The woman stood. She was clearly the leader of the group.
Gwen had probably emailed back and forth with her during her pregnancy, when she was making arrangements to attend the group.
She couldn’t remember the woman’s name to save her life, though.
It was like her brain had moved so many things to the recycle bin when June came along, then permanently deleted the files.
“Well, come on in,” she said. “We’re just getting started.”
The leader woman pulled a chair into the circle for Gwen, and the other women shifted around to make room. Gwen felt ridiculous with all this rearranging on her behalf. She gave a little wave to the group but didn’t make eye contact with a single person.
She kept June in her car seat, placed in front of her on the floor. She could feel everyone’s eyes on her.
“I’m Karsha,” the leader woman said. The name didn’t ring any bells. “Why don’t you introduce us to you and your little one?”

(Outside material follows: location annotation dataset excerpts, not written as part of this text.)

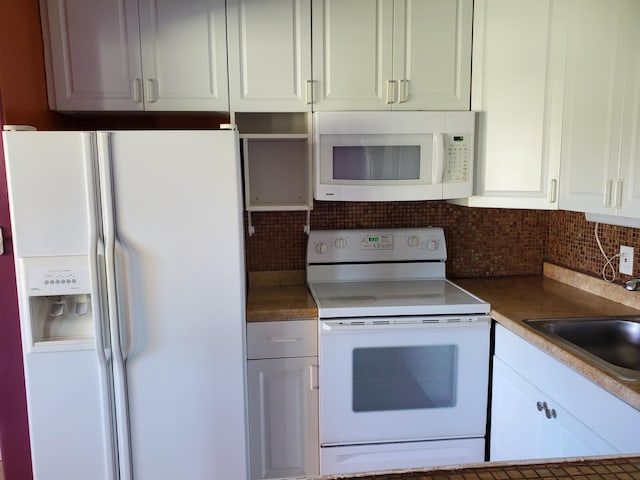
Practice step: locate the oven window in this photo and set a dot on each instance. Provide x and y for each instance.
(376, 162)
(404, 378)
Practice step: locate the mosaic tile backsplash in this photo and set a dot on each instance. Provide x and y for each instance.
(572, 243)
(481, 242)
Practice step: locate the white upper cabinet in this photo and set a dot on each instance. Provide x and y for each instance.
(184, 54)
(518, 69)
(600, 139)
(269, 44)
(129, 55)
(391, 54)
(92, 52)
(432, 54)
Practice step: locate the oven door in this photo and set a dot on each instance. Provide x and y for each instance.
(403, 380)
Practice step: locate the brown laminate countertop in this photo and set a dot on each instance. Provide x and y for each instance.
(515, 299)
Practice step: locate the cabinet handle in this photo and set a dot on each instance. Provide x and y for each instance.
(391, 92)
(313, 377)
(618, 197)
(152, 91)
(608, 188)
(309, 92)
(548, 412)
(553, 191)
(136, 89)
(404, 91)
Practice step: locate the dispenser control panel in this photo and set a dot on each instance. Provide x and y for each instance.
(55, 278)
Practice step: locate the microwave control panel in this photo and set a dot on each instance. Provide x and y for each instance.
(457, 157)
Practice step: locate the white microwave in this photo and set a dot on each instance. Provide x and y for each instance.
(391, 156)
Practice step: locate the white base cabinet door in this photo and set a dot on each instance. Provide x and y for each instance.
(283, 417)
(541, 408)
(527, 424)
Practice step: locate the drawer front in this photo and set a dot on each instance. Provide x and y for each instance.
(291, 338)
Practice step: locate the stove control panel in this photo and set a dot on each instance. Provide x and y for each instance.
(384, 245)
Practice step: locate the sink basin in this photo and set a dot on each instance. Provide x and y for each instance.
(612, 343)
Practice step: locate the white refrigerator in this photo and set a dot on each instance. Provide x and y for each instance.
(130, 268)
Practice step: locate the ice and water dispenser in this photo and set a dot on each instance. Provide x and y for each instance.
(59, 302)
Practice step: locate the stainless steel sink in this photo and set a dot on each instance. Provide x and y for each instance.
(613, 343)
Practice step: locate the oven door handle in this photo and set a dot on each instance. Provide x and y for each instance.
(328, 327)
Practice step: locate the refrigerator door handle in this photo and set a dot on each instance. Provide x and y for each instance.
(96, 249)
(119, 368)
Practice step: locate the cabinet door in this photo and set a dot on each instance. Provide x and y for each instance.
(629, 171)
(432, 54)
(269, 55)
(283, 417)
(352, 54)
(517, 428)
(593, 105)
(184, 54)
(93, 54)
(527, 424)
(518, 59)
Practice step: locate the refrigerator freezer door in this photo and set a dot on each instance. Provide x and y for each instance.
(67, 373)
(179, 267)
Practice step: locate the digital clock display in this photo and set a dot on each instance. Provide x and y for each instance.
(376, 242)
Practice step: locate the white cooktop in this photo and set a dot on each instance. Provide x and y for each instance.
(394, 297)
(360, 273)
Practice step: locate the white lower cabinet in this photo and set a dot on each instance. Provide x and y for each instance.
(283, 398)
(541, 408)
(529, 424)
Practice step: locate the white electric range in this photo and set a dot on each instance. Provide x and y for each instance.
(403, 352)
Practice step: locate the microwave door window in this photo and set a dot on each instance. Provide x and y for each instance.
(376, 162)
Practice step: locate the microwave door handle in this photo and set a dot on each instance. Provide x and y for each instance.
(438, 159)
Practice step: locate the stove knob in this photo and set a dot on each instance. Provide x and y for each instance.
(321, 248)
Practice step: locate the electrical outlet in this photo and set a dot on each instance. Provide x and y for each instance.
(626, 260)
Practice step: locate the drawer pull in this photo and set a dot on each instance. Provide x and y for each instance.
(283, 339)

Gwen felt nervous in a way she hadn’t since high school. In her years as a lawyer, she had mastered public speaking, no longer felt a tinge of discomfort about it. This surge of anxiety was new and overwhelming.
“Um, I’m Gwen,” she said. Her voice was shaking. She didn’t know why her voice was shaking.
“And this is June.”
She felt the urgent need to swallow, her throat dry and pasty. She dared to look at the woman seated across the circle from her, and she had a pleasant but expectant smile on her face.
“And how old is June?” Karsha asked.
Duh, Gwen thought. Say more, you idiot.
“Sorry, June is ten weeks.”
“Great, we have a few babies right around that same age.”
Gwen did a quick scan of the babies, saw that a few did look to be the same age as June. A few were younger, just a handful of weeks old. Some were older—six months, nine months. If Gwen remembered right, this group was limited to mothers in their first year with their firstborn.
Karsha finally took her eyes off Gwen, turned back to the larger group, and said, “Okay, so does anyone want to start with a share today?”
A share. It was like they were in a twelve-step meeting, addicts looking for relief in each other’s confessions. Maybe it wasn’t that dissimilar, actually.
A woman a few seats over from Gwen raised her hand.
“Go ahead, Megan.”
Megan’s baby was one of the younger ones, a scrawny newborn swimming in his onesie.
“I just wanted to thank you all for your support last week. I think we’ve finally turned a corner with breastfeeding, and things are feeling better.”
A couple of women chimed in with “Oh, that’s so great” and “Yay!” This was clearly a group of breastfeeding enthusiasts, and Gwen was heartened to know she wasn’t the only one who had struggled with it.
“It was hard for me in the beginning too,” the woman next to Gwen said. “But I’m so glad we’ve stuck with it. We’re almost at three months, and it’s going so well now.”
This woman’s baby, a girl who was similar in size to June, was sitting in her lap, pawing at her mom’s shirt as if wanting a boob right then and there.
“Have you had any supply issues?” Megan asked the “going so well” mom.
“Not anymore. We’re all good now,” the woman said with a nervous laugh. She had to know being “all good” would evoke envy, bordering on hatred, in any gathering of new mothers.